From mobile phone data to the spatial structure of cities

Thomas Louail1,2, Maxime Lenormand3, Oliva García Cantú4, Miguel Picornell4, Ricardo Herranz4, Enrique Frías-Martínez5, José J. Ramasco3 and Marc Barthélemy1,6

1Institut de Physique Théorique, CEA-CNRS (URA 2306), F-91191, Gif-sur-Yvette, France.
2Gégraphie-Cités, CNRS-Paris 1-Paris 7 (UMR 8504), 13 rue du four, FR-75006 Paris, France.
3Instituto de Física Interdisciplinar y Sistemas Complejos IFISC (CSIC-UIB), Palma de Mallorca, Spain.
4Nommon Solutions and Technologies, calle Cañas 8, 28043 Madrid, Spain.
5Telefónica Research, 28050 Madrid, Spain.
6Centre d'Analyse et de Mathématique Sociales, EHESS-CNRS (UMR 8557), 190-198 avenue de France, FR-75013 Paris, France.

(Jan 2014)

Pervasive infrastructures, such as cell phone networks, enable to capture large amounts of human behavioral data but also provide information about the structure of cities and their dynamical properties.
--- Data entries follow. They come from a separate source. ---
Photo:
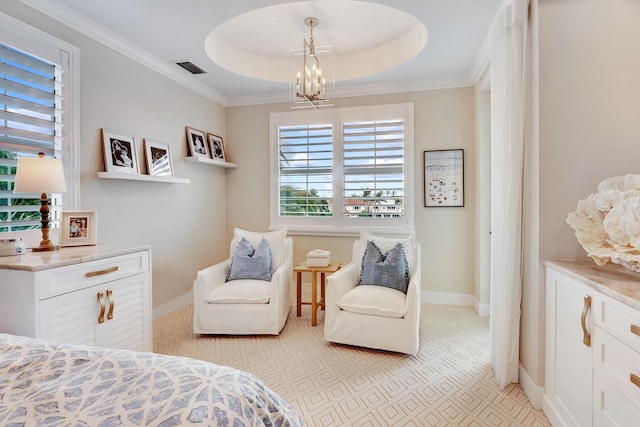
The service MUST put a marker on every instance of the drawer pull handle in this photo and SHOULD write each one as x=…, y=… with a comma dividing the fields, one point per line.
x=112, y=303
x=583, y=320
x=101, y=272
x=101, y=300
x=634, y=379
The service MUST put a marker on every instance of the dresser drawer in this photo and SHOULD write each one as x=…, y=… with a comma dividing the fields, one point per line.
x=618, y=364
x=50, y=283
x=620, y=320
x=610, y=407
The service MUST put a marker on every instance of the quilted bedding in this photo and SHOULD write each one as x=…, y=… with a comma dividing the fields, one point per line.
x=42, y=383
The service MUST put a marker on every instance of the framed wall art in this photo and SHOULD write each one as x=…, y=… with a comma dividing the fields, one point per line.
x=119, y=152
x=78, y=228
x=158, y=157
x=444, y=178
x=216, y=147
x=197, y=143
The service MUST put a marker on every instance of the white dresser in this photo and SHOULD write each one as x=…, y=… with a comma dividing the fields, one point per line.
x=94, y=295
x=592, y=356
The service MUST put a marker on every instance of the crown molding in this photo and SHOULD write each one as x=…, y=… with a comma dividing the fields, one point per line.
x=80, y=23
x=482, y=62
x=353, y=91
In this article, we focus on these last aspects by studying phone data recorded during 55 days in 31 Spanish metropolitan areas. We first define an urban dilatation index which measures how the average distance between individuals evolves during the day, allowing us to highlight different types of city structure. We then focus on hotspots, the most crowded places in the city. We propose a parameter free method to detect them and to test the robustness of our results. The number of these hotspots scales sublinearly with the population size, a result in agreement with previous theoretical arguments and measures on employment datasets. We study the lifetime of these hotspots and show in particular that the hierarchy of permanent ones, which constitute the "heart" of the city, is very stable whatever the size of the city. The spatial structure of these hotspots is also of interest and allows us to distinguish different categories of cities, from monocentric and "segregated" where the spatial distribution is very dependent on land use, to polycentric where the spatial mixing between land uses is much more important. These results point towards the possibility of a new, quantitative classification of cities using high resolution spatio-temporal data.